Colgo il vento nelle mani

che sa d’ali di fringuello,

ardenti ceppi

e dormienti mughetti.

 

Sulla valle

di polvere i sentieri

cespugli ingialliti

volano i falchi

in cerca di serpi.

 

Le mani mi vibrano

come ali di farfalla.

 

Or fugge la sera

con l’errante cornacchia

che gracchia noiosa

sul ramo seccato

d’un olmo stravecchio.

Critica in semiotica estetica della Poesia “Fugge la sera” di Luciano Postogna

 

Sensoriale e allitterante, la parola del Postogna canta della brevità della vita, che ne accresce sensibilmente il senso e il valore.
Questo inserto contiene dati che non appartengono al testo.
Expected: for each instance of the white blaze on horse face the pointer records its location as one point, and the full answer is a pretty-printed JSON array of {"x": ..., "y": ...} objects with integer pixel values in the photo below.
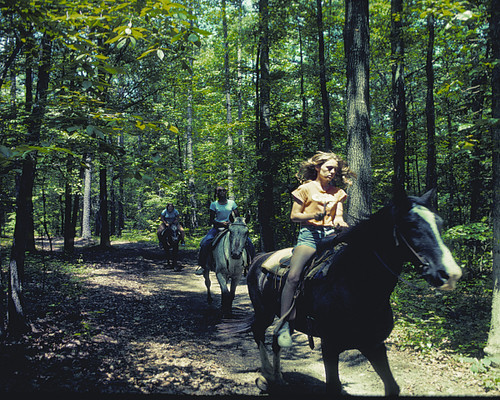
[{"x": 452, "y": 269}]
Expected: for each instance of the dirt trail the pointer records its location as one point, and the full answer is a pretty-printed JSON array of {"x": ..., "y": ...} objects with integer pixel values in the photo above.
[{"x": 140, "y": 328}]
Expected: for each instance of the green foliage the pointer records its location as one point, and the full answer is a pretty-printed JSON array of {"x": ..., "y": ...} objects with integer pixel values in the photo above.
[{"x": 472, "y": 247}]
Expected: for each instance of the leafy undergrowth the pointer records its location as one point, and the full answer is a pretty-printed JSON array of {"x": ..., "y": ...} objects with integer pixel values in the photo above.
[{"x": 452, "y": 325}]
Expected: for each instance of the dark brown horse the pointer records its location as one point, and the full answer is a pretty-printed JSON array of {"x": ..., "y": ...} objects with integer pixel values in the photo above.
[
  {"x": 348, "y": 306},
  {"x": 169, "y": 236}
]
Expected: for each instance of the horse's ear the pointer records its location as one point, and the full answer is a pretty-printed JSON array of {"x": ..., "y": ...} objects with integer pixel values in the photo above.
[
  {"x": 401, "y": 200},
  {"x": 429, "y": 198}
]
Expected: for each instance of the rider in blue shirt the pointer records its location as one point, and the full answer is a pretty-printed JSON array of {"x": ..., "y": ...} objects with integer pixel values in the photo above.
[
  {"x": 171, "y": 216},
  {"x": 222, "y": 213}
]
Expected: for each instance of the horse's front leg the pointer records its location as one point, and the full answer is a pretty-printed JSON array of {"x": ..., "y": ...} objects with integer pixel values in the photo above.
[
  {"x": 225, "y": 295},
  {"x": 206, "y": 275},
  {"x": 377, "y": 355},
  {"x": 331, "y": 362}
]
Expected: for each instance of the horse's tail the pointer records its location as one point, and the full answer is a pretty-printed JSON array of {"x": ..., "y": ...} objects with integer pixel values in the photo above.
[{"x": 236, "y": 326}]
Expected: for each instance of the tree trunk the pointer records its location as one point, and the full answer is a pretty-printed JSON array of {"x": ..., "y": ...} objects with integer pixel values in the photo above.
[
  {"x": 302, "y": 90},
  {"x": 87, "y": 187},
  {"x": 103, "y": 208},
  {"x": 399, "y": 121},
  {"x": 189, "y": 153},
  {"x": 325, "y": 101},
  {"x": 69, "y": 240},
  {"x": 356, "y": 42},
  {"x": 263, "y": 144},
  {"x": 431, "y": 172},
  {"x": 16, "y": 323},
  {"x": 229, "y": 119},
  {"x": 121, "y": 211},
  {"x": 493, "y": 345}
]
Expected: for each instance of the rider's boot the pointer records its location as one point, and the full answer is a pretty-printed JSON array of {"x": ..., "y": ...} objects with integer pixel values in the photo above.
[{"x": 200, "y": 270}]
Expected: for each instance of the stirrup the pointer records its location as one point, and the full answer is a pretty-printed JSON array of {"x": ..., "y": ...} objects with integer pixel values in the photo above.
[{"x": 284, "y": 337}]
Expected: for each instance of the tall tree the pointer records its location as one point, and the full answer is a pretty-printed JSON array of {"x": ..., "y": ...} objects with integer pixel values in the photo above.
[
  {"x": 87, "y": 187},
  {"x": 493, "y": 345},
  {"x": 263, "y": 140},
  {"x": 399, "y": 119},
  {"x": 227, "y": 90},
  {"x": 16, "y": 319},
  {"x": 356, "y": 48},
  {"x": 431, "y": 172},
  {"x": 325, "y": 101}
]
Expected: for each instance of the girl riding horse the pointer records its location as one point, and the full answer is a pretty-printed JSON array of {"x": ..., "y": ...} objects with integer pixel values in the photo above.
[{"x": 317, "y": 206}]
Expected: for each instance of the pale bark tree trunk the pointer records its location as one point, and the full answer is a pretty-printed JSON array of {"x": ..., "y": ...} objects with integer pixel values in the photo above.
[
  {"x": 263, "y": 143},
  {"x": 399, "y": 121},
  {"x": 356, "y": 47},
  {"x": 240, "y": 102},
  {"x": 189, "y": 154},
  {"x": 322, "y": 77},
  {"x": 302, "y": 90},
  {"x": 16, "y": 322},
  {"x": 87, "y": 190},
  {"x": 493, "y": 345},
  {"x": 431, "y": 171},
  {"x": 229, "y": 119},
  {"x": 69, "y": 240},
  {"x": 103, "y": 207}
]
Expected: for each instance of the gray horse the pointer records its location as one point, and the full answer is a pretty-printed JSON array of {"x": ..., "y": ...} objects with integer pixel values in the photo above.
[{"x": 230, "y": 257}]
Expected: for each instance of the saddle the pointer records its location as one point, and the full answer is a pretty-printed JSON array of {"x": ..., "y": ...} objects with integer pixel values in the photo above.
[
  {"x": 218, "y": 237},
  {"x": 278, "y": 263}
]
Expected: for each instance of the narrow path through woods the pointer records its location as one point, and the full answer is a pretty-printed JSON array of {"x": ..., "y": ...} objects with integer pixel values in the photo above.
[{"x": 140, "y": 328}]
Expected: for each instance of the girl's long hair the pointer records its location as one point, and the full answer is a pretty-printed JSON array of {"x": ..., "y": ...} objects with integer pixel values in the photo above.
[{"x": 344, "y": 176}]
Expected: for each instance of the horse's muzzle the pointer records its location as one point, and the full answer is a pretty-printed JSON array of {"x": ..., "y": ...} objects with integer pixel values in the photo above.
[{"x": 441, "y": 279}]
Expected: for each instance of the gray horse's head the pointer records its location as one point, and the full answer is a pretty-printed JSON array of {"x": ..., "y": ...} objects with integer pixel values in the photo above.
[{"x": 238, "y": 234}]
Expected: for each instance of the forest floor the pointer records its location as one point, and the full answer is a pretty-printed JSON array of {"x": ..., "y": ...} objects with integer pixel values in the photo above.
[{"x": 133, "y": 326}]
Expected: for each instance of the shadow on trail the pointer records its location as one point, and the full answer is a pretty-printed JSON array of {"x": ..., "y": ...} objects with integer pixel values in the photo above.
[{"x": 135, "y": 327}]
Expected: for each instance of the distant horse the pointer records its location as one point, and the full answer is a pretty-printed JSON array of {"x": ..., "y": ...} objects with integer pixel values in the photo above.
[
  {"x": 230, "y": 258},
  {"x": 347, "y": 304},
  {"x": 169, "y": 236}
]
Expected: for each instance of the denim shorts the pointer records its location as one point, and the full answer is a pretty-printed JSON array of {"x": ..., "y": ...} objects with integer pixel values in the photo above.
[{"x": 310, "y": 235}]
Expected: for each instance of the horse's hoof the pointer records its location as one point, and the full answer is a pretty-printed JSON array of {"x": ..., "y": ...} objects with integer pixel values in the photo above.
[{"x": 262, "y": 384}]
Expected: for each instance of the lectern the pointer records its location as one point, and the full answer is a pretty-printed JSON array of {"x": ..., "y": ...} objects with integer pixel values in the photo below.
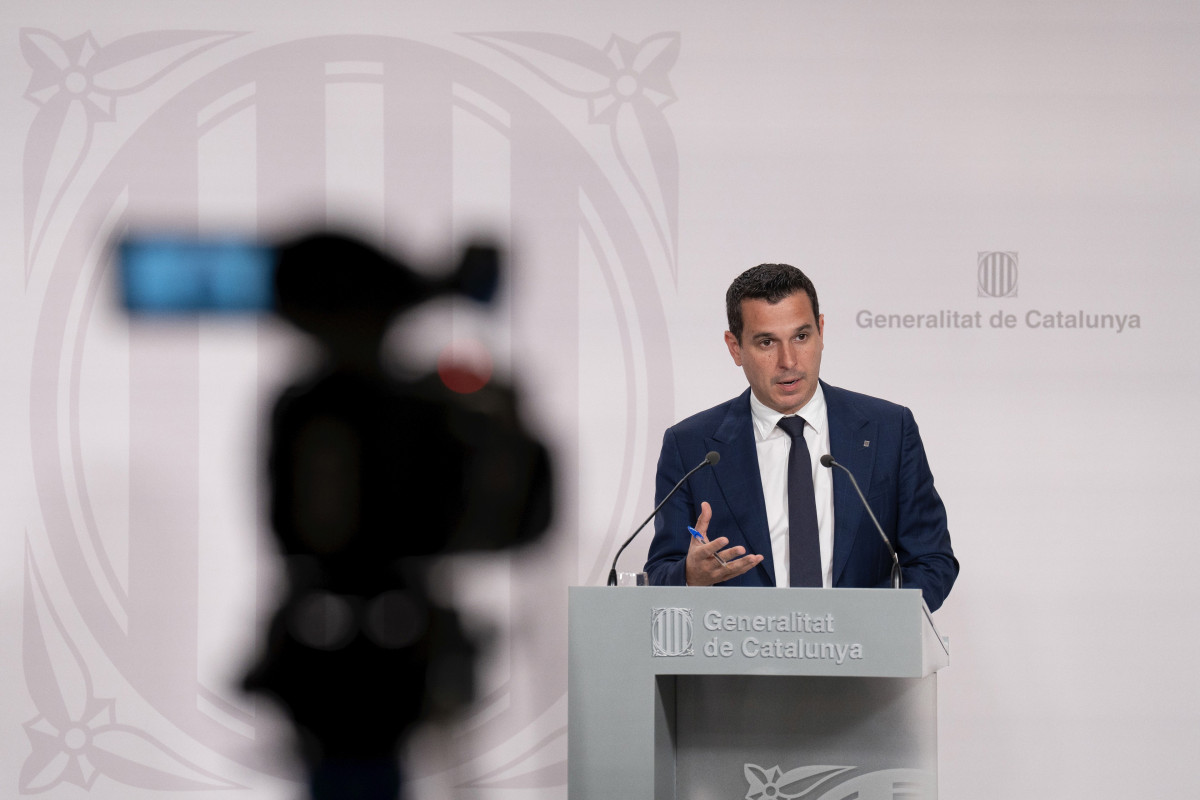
[{"x": 720, "y": 693}]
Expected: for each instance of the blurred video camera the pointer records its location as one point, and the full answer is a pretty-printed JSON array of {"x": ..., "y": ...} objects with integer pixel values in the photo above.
[{"x": 370, "y": 477}]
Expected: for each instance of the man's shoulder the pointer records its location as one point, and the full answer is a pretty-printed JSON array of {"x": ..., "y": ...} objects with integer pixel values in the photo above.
[
  {"x": 843, "y": 401},
  {"x": 703, "y": 422}
]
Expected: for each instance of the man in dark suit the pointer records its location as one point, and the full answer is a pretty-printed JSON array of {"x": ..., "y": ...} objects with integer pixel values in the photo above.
[{"x": 749, "y": 501}]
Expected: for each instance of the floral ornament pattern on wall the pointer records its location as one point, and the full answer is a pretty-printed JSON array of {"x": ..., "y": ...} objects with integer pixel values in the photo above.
[
  {"x": 76, "y": 83},
  {"x": 76, "y": 737},
  {"x": 627, "y": 86}
]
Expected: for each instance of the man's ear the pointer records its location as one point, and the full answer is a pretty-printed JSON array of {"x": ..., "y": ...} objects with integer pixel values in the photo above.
[{"x": 735, "y": 348}]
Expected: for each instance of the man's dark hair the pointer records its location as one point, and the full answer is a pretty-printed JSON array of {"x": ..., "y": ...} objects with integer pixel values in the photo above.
[{"x": 769, "y": 282}]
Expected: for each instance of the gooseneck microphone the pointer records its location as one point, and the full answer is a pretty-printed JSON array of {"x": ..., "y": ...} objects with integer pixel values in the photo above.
[
  {"x": 711, "y": 458},
  {"x": 829, "y": 463}
]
Le mani del poeta come ali di farfalla sono a cogliere la sintesi degli opposti del divenire fuggente, che non integrano se non nell’olmo, che dal sanscrito brucia, a seccare il divenire all’essere.

Quando il sole riposa

Quando il sole riposa
tra le creste dei flutti
e come corolle le tinge di rosso,
in quei pochi minuti
m’arrendo,
rilascio le membra,
riposo la mente
e mi libero dalle ansie incombenti.
Così incedono i felici pensieri
e i ricordi più belli.
Tra le bianche scogliere
il mio corpo si perde.
Mi concedo alle carezze del vento
e al fresco aleggiare
degli olezzi di mare,
dove aspergini
di stille brillanti, 
diffusi dall’infranta risacca,
m’imperlano il viso.
In quei brevi momenti
di orizzonti vermigli,
sotto il cielo solcato
da voli maestosi 
di bianchi gabbiani,
mi consola il pensare
a un tramonto foriero 
di futuri sereni
e privo di tristi presagi.

 

​

Critica in semiotica estetica della Poesia “Quando il sole riposa” di Luciano Postogna

 

Distende la parola del Postogna, oltre i confini a fondere la continuità aperta dell’uomo alla natura, suggello sponsale ai quattro elementi. Il poeta si libera al rituale unico, umano e cosmico, di tramonto e di rinascita, al fiorire che affida alla consolazione serena del tempo circolare eternamente ritornante, al tempo di senso.